Nutrition and Post-Closure Care

After the colostomy is closed, nutrition should be carefully managed to avoid stools that are either too hard (which can cause discomfort in the newly reconstructed anus) or too liquid.

 

Loose faeces (poo) is more common and may result in skin irritation, such as dermatitis or redness.It is important to use protective barrier ointments / cream on the buttocks as the skin is not used to stool and can become easily irritated and sore.

 

Fortunately, these issues are temporary. Within a few days or weeks, the number of daily bowel movements will decrease, faeces (poo) will become more solid, skin irritation will resolve as the body adjusts.

 

What happens next?

The medium and long-term goals focus on supporting both the child and their family through critical stages of life, including toilet training, childhood, adolescence, and adulthood.

 

The ultimate aim is to help the child achieve social continence (the ability to control bowel movements in social settings) and lead a fulfilling, unrestricted life.

 

However, there can be challenges on the way.
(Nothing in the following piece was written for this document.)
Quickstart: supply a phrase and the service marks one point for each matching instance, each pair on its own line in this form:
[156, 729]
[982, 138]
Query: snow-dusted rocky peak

This journey involves a multidisciplinary team of healthcare professionals, who work together to provide comprehensive care.

 

These specialists may include paediatric surgeons, nurse specialists, urologists, neurosurgeons, gynaecologists, general physicians, and GPs.

 

By following a holistic approach to care (looking at the whole person) and working closely with you, the team of professionals can greatly improve your child’s quality of life. This team effort helps empower children born with Anorectal Malformation to live with confidence and without limitations.